Nominated By: Mike Smith
AutoZone Distribution Center is committed to hiring a qualified workforce and through their “People with Abilities” program are eager to hire those with disabilities that have the skills and expertise that are needed in their distribution center in Danville, Illinois. Their commitment is evidenced through the initiative they took to reach out to local agencies in the recruitment of a diverse workforce.

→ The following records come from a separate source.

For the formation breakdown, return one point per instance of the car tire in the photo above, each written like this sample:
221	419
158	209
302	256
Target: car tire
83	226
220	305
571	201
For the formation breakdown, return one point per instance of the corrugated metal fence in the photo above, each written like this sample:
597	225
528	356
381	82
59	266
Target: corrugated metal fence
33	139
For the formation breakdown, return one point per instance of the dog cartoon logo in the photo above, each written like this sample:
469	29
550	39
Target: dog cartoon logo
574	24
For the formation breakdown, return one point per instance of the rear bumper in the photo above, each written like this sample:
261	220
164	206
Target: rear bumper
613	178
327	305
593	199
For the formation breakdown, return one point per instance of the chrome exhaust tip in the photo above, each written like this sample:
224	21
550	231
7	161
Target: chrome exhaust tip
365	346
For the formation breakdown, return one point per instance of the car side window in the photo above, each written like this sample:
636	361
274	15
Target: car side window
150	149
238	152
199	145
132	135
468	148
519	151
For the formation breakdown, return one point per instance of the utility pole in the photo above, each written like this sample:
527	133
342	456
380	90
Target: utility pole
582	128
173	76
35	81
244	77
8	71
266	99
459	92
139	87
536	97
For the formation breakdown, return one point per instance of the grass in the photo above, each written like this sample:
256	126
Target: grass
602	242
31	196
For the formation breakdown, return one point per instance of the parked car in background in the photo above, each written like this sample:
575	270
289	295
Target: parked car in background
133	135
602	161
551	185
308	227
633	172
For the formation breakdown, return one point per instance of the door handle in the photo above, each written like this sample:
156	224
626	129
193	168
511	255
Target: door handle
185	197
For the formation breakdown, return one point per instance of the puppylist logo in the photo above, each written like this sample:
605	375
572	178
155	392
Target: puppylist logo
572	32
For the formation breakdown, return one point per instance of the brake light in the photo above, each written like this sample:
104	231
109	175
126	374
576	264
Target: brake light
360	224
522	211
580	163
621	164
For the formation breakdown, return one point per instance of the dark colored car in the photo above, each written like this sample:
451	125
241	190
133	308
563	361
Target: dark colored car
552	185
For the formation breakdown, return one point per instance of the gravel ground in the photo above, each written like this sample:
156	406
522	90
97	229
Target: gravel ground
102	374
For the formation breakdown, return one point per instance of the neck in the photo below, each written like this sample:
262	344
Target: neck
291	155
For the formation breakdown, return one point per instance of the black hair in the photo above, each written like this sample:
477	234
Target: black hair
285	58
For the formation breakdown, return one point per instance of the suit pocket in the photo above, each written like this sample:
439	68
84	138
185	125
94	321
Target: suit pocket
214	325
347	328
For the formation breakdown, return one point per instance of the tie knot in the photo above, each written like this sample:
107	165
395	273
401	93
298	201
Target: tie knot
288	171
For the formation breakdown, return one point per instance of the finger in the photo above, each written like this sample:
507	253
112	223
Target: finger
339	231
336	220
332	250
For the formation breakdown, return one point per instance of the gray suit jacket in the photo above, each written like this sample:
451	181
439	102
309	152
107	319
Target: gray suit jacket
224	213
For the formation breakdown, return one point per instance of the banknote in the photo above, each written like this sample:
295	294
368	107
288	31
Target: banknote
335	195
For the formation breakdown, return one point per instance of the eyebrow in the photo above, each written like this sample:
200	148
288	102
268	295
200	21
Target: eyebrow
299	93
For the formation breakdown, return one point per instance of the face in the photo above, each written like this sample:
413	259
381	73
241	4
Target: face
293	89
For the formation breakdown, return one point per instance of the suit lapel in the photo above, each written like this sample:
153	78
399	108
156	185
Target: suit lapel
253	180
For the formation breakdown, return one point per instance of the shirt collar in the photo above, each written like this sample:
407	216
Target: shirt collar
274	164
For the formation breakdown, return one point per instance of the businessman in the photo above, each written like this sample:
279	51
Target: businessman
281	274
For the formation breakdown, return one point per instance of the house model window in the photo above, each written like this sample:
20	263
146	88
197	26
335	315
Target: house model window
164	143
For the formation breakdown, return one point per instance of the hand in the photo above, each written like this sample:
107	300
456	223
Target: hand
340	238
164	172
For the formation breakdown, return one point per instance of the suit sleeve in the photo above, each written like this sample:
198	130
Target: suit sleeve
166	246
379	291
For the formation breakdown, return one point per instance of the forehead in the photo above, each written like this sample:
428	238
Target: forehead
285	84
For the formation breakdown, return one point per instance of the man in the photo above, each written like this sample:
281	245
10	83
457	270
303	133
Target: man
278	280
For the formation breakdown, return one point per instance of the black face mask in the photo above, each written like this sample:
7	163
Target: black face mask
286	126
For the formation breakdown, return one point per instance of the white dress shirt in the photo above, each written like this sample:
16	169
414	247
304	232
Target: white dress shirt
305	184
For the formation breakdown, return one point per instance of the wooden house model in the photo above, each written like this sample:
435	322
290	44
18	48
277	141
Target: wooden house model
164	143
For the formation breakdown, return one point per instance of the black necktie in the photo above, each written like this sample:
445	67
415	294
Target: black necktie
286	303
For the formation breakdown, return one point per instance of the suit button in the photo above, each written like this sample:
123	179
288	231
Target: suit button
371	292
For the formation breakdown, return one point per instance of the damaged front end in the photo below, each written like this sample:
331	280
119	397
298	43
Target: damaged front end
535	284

“AutoZone provides reasonable accommodations to employ and engage individuals with disabilities into what may otherwise seem like an unlikely fit.”

Nominated By: Dee Dodd
Danny Wayne is the Program Director of The Will Center’s Older/Blind/Vision Impaired Program. Born with glaucoma
and limited light and color perception, Danny chose not to let his disability defi ne him. Danny educates others on how to remain or become independent. During the past 16 years, he has been instrumental in planning information expos for low vision consumers and has built a system of monthly sight loss groups in five different counties.

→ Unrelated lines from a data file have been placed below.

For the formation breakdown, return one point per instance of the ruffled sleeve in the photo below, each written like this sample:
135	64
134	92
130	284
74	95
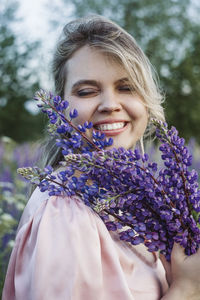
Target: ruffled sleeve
63	251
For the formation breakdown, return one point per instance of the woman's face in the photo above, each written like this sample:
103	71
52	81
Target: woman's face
99	89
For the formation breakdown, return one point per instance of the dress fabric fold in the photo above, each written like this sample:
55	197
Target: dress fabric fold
64	251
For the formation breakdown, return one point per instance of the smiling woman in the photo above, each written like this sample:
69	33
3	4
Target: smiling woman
102	85
63	249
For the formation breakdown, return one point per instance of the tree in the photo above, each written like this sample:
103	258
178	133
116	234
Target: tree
169	35
17	82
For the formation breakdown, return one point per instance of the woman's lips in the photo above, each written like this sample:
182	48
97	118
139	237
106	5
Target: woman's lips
113	132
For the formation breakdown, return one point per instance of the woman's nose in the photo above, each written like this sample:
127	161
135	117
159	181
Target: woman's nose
109	102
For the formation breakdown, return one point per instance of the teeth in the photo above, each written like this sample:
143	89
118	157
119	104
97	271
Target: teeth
111	126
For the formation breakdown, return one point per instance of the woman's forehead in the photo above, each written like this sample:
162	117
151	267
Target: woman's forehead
87	63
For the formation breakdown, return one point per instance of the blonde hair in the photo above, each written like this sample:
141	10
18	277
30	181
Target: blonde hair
106	36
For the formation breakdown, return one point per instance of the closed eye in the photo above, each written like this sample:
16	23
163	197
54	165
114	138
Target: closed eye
86	92
125	88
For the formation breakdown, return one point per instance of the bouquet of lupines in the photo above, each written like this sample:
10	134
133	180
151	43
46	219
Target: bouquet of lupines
144	204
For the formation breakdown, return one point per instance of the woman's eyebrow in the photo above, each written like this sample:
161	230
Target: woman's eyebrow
85	81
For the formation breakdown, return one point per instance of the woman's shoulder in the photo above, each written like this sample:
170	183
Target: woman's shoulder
42	206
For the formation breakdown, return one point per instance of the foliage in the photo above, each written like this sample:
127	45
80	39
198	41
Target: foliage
169	34
17	81
150	205
13	190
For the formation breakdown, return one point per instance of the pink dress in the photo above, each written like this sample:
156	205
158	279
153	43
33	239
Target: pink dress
63	251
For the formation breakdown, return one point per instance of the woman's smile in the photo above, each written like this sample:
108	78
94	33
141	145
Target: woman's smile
101	92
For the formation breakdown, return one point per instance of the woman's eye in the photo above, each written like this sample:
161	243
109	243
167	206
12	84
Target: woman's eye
125	88
86	92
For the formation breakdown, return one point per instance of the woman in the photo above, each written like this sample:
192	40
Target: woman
63	249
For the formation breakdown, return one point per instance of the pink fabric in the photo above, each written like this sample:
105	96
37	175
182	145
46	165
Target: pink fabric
63	251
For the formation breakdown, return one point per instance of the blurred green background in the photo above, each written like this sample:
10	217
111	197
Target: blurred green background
167	30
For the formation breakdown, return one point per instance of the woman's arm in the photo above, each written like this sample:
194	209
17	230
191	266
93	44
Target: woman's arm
183	275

“Danny gives hope to people that have lost their vision or have diminished vision.”

Nominated By: Barbara Archer & Heidi Kotva-Strickland
As youth director at Mount Pleasant UMC, Jess Berryhill saw a need for serving individuals with special needs thus, Grace Unlimited Ministry was formed. Providing a time for group activities, crafts, snacks, worship and Bible learning is what Grace Unlimited is all about. Jess directed the play Simply Cinderella which featured members of Grace Unlimited. Ms. Berryhill was responsible for the recent “Night to Shine” prom for individuals with special needs.

“Jess is an amazing woman, who each and every day demonstrates what it means to be the hands and feet of Jesus to all she encounters.”

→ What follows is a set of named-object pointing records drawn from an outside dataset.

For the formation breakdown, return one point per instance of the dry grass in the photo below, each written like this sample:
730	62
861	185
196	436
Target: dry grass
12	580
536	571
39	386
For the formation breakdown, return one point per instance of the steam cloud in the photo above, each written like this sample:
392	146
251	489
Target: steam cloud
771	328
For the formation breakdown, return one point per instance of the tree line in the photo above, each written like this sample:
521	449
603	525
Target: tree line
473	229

Nominated By: Elaine Koehler, Krita Arrojo, & Treena Huey
Special Education Teacher Mary Beth Dugger goes the extra mile for her students. In her role as English teacher Mary Beth was responsible for developing a writing program using I-Pods and other devices. Students who at one time struggled with writing are now fi nding success. Mrs. Dugger also developed a mentoring program for community members to work with high school students who have orthopedic challenges. Through this mentoring program, students are encouraged to look beyond their disabilities.

“For Mary Beth Dugger, working with people with disabilities is not just a job, it’s a passion!”

Nominated By: Margie Anshutz
Challenged to over-come her addiction, Kimberly Faulds has remained sober for five years. Working with Hamilton
Center’s addictions facility, Kim openly shares her story in hopes to help others who are struggling. Kim’s past is just
that and her future is bright. Kim hopes to someday write a book of inspirational stories based on truths she has acquired on her journey to a better life. 

“Kim has helped give a voice to consumers and lets them know they are not alone in their struggles.”

Nominated By: Patti Weaver
An opportunity for everyone to garden has always been important to Stephanie Krull. As a founding member of the
ISU Community Garden, Stephanie saw the need to make sure the garden was assessable to everyone. Recently raised bed gardening troughs were added to the garden.

“These areas provide folks with a disability to do what others love to do ..get their hands dirty and grow their own produce for a healthy living.”

Congratulations to all of this year's nominees!